Conference: ICML 2025
arXiv: 2506.17248
Code: GeWu-Lab/LSMI_Estimator
Area: Multimodal VLM
Keywords: Multimodal interaction quantification, Partial Information Decomposition, Sample-wise estimation, Redundancy/Uniqueness/Synergy, Entropy estimation

TL;DR

Proposes the LSMI (Lightweight Sample-wise Multimodal Interaction) estimator, achieving precise and efficient sample-wise quantification of multimodal interactions (redundancy, uniqueness, and synergy) on real-world continuous distribution data for the first time, and demonstrates its practical value in data partitioning, knowledge distillation, and model ensemble.

Background & Motivation

Multimodal information consists of three basic interactions: redundancy (information shared across modalities), uniqueness (information exclusive to a single modality), and synergy (emergent information only present when modalities are combined). Understanding these interactions is crucial for analyzing the information dynamics of multimodal systems.

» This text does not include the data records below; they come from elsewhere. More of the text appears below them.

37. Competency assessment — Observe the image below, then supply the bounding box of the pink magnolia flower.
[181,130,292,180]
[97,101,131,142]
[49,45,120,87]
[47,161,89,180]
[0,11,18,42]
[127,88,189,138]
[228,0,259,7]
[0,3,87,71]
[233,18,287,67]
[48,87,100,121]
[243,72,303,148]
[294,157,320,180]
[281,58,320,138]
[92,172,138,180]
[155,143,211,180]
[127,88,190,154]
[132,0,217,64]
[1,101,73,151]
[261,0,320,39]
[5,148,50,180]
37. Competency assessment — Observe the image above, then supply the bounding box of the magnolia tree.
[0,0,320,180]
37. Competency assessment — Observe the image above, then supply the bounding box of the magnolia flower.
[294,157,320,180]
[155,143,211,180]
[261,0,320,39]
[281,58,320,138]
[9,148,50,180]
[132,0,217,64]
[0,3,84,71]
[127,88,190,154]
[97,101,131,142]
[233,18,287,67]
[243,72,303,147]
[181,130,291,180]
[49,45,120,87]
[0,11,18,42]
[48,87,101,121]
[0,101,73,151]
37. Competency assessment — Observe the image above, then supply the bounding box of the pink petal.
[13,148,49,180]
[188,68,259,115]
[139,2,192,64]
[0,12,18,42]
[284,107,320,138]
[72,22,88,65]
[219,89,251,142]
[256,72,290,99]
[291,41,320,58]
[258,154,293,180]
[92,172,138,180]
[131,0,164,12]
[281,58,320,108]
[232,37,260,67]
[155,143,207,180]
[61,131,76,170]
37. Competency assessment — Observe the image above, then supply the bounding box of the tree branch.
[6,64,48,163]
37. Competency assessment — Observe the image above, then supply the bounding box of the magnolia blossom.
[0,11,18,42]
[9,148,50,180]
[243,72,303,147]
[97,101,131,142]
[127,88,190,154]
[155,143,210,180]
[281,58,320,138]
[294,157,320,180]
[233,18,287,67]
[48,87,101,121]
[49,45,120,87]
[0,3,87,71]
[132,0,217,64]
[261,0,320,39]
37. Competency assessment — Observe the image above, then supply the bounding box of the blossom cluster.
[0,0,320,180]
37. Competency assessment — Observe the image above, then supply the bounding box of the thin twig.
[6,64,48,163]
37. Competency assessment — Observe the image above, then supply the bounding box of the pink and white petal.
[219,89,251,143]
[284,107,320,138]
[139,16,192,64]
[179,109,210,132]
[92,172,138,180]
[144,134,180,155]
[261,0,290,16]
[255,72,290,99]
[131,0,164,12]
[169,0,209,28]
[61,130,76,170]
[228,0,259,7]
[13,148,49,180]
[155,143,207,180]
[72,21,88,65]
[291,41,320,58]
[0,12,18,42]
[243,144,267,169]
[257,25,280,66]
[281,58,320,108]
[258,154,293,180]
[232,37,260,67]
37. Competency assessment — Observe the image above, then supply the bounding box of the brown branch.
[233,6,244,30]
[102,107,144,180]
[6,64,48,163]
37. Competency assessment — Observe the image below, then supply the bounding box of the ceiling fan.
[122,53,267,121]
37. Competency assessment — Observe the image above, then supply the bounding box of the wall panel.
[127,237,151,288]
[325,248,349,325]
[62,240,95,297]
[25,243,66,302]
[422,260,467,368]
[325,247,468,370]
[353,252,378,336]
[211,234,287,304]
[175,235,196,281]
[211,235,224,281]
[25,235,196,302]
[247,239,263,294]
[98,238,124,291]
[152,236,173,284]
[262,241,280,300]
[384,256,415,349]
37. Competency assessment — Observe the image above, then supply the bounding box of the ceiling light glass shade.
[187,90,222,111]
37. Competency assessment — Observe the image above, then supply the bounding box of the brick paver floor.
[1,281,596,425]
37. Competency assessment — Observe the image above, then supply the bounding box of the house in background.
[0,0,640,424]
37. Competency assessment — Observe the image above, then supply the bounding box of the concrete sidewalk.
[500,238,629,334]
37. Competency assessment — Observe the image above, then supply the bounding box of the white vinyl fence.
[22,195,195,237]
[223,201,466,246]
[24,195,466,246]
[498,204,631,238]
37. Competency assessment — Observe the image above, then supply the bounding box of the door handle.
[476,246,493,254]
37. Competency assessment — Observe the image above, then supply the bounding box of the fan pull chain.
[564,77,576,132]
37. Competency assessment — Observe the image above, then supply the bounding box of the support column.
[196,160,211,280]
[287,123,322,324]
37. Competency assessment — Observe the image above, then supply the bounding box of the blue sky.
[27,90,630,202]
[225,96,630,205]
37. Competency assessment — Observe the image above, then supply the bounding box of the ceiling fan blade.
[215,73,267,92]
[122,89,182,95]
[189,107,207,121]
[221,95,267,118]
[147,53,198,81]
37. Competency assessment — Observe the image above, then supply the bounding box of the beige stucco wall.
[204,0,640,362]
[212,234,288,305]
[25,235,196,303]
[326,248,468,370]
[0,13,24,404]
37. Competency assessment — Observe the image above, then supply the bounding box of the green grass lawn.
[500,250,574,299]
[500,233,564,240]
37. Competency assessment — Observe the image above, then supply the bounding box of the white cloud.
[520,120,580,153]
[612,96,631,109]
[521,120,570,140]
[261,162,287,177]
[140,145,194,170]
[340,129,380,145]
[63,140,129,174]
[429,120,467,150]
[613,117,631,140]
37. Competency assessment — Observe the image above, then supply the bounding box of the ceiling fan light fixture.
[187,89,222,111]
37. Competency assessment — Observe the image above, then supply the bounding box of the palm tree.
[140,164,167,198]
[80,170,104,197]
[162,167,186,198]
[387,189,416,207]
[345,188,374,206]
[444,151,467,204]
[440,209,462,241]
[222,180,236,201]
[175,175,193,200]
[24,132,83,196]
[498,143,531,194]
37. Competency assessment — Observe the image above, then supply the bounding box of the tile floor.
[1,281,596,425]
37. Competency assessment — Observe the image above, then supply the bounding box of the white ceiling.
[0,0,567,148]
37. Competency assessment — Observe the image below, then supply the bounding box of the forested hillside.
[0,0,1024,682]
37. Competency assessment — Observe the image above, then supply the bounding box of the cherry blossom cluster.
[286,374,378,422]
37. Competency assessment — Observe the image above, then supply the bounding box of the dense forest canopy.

Limitations of prior work:

  1. The Partial Information Decomposition (PID) framework mainly defines interactions for discrete distributions, making it difficult to scale directly to continuous distributions.
  2. Methods based on distribution optimization (e.g., PID-Batch) can only quantify interactions at the entire dataset level, with high computational overhead and an inability to provide fine-grained sample-wise analysis.
  3. Existing pointwise PID methods lack efficient and practical solutions for continuous distributions.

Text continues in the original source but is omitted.